Vincent-ZHQ / MRDF

Code for Cross-Modality and Within-Modality Regularization for Audio-Visual DeepFake Detection
Apache License 2.0
20 stars 2 forks source link

The performance of the model on the entire dataset #5

Open Liang-bk opened 7 months ago

Liang-bk commented 7 months ago

Hello, I notice that only 10% of the whole dataset is used in the code, does it mean that acc is also based on this part of the data? And I want to test the model on the whole dataset, but there are some problems happened while loading the ckpt model: Missing key(s) in state_dict: "video classifier.0.weight", "audio classifier.0.weight". Was that model structure conflicts in the code and ckpt model?

Vincent-ZHQ commented 7 months ago

Yes. We only use part of the original dataset. FakeAVCelebl is very imbalanced. So we randomly sample some samples and propose a five-fold cross-validation strategy for evaluation. For inference, you should ensure the checkpoint you use is consistent with the model you test.

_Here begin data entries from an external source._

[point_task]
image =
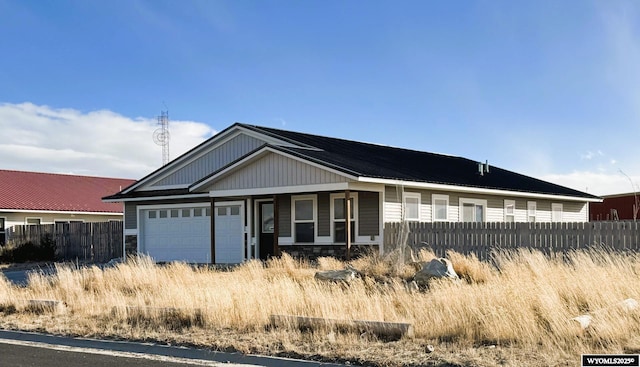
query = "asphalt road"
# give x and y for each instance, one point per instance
(42, 350)
(28, 356)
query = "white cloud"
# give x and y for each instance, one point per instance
(595, 183)
(96, 143)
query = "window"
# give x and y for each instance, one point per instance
(412, 206)
(440, 204)
(556, 212)
(338, 217)
(35, 221)
(304, 219)
(472, 210)
(510, 211)
(531, 211)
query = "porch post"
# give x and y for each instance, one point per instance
(347, 222)
(276, 226)
(213, 230)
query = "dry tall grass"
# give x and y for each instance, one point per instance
(523, 306)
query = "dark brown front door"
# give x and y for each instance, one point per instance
(267, 226)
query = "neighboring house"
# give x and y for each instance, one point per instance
(616, 207)
(273, 190)
(45, 198)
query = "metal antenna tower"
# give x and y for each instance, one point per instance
(161, 135)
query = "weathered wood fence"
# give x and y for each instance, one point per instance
(483, 238)
(93, 242)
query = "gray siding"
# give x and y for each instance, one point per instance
(324, 215)
(212, 161)
(273, 170)
(572, 211)
(368, 213)
(284, 216)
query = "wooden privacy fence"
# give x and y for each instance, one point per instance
(93, 242)
(482, 238)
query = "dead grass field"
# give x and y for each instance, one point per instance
(513, 313)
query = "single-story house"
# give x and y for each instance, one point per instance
(616, 207)
(251, 192)
(47, 198)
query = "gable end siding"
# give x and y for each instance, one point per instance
(212, 161)
(130, 216)
(273, 170)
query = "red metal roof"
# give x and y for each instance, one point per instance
(21, 190)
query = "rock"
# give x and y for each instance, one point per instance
(583, 320)
(429, 348)
(345, 275)
(435, 269)
(629, 304)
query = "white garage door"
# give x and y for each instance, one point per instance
(177, 234)
(229, 233)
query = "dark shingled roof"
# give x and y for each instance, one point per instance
(378, 161)
(384, 162)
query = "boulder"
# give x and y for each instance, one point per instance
(435, 269)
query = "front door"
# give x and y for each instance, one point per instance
(267, 226)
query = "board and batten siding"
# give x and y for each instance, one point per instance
(571, 211)
(130, 215)
(212, 161)
(273, 170)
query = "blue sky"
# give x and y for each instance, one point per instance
(545, 88)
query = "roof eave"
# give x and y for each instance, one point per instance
(477, 190)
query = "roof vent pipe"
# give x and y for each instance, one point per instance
(483, 168)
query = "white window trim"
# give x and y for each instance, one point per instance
(413, 195)
(352, 196)
(480, 202)
(435, 197)
(314, 199)
(556, 208)
(532, 207)
(26, 220)
(508, 203)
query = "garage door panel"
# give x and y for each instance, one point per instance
(177, 238)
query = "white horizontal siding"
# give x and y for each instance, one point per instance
(572, 211)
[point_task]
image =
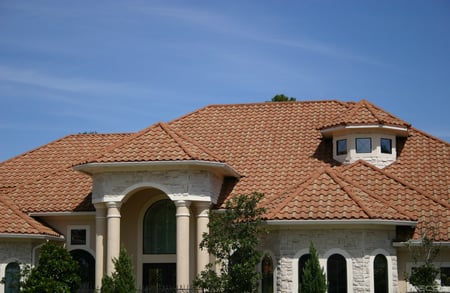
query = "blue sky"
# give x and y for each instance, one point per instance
(119, 66)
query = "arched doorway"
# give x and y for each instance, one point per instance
(159, 246)
(86, 270)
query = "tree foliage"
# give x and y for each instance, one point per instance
(314, 280)
(56, 272)
(283, 98)
(233, 240)
(423, 275)
(122, 279)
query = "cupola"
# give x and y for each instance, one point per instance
(365, 132)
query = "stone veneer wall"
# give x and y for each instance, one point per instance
(14, 250)
(358, 244)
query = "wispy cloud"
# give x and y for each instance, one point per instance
(33, 77)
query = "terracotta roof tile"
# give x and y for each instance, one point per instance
(328, 195)
(157, 143)
(14, 221)
(365, 113)
(428, 209)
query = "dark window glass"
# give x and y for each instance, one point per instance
(380, 272)
(160, 228)
(267, 274)
(159, 277)
(364, 145)
(301, 265)
(445, 276)
(78, 237)
(386, 145)
(86, 271)
(341, 147)
(337, 274)
(12, 278)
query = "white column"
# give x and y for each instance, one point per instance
(202, 227)
(183, 216)
(113, 242)
(99, 243)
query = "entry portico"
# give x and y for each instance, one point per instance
(122, 189)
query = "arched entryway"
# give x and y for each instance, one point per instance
(86, 271)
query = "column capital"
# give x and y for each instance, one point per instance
(182, 203)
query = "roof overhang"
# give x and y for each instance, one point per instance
(94, 168)
(31, 236)
(291, 223)
(398, 130)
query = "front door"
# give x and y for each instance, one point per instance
(159, 276)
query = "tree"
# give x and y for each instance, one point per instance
(233, 240)
(314, 280)
(56, 271)
(283, 98)
(423, 275)
(122, 279)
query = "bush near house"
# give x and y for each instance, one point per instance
(233, 240)
(122, 279)
(56, 272)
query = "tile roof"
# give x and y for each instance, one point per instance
(14, 221)
(326, 195)
(277, 147)
(157, 143)
(365, 113)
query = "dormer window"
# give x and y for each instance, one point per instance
(363, 145)
(341, 147)
(386, 145)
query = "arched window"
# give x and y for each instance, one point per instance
(267, 274)
(160, 232)
(380, 272)
(86, 270)
(301, 265)
(12, 278)
(337, 274)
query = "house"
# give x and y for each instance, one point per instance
(355, 180)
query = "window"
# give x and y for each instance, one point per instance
(78, 237)
(337, 274)
(341, 147)
(160, 228)
(380, 271)
(267, 274)
(86, 271)
(445, 276)
(12, 278)
(301, 265)
(386, 145)
(364, 145)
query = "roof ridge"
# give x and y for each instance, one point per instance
(371, 194)
(175, 134)
(353, 196)
(395, 178)
(119, 143)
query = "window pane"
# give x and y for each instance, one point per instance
(267, 274)
(341, 147)
(445, 276)
(301, 265)
(364, 145)
(12, 276)
(78, 237)
(386, 146)
(160, 228)
(380, 274)
(337, 274)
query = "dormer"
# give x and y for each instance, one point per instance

Liang-bk commented 7 months ago

Thanks for answer, and the point I had missed in last question is that I download the ckpt model from the google drive in the readme.md, but I can't adapt it on the network in this code :(

Vincent-ZHQ commented 7 months ago

The provided chpts correspond to CE-based and Margin-based methods, respectively. The margin-based method has no audio and video classifier. I don't know about the details of your reported errors. I remember I made sure that the code could run before I uploaded.

Liang-bk commented 7 months ago

Thank you very much! I will try again.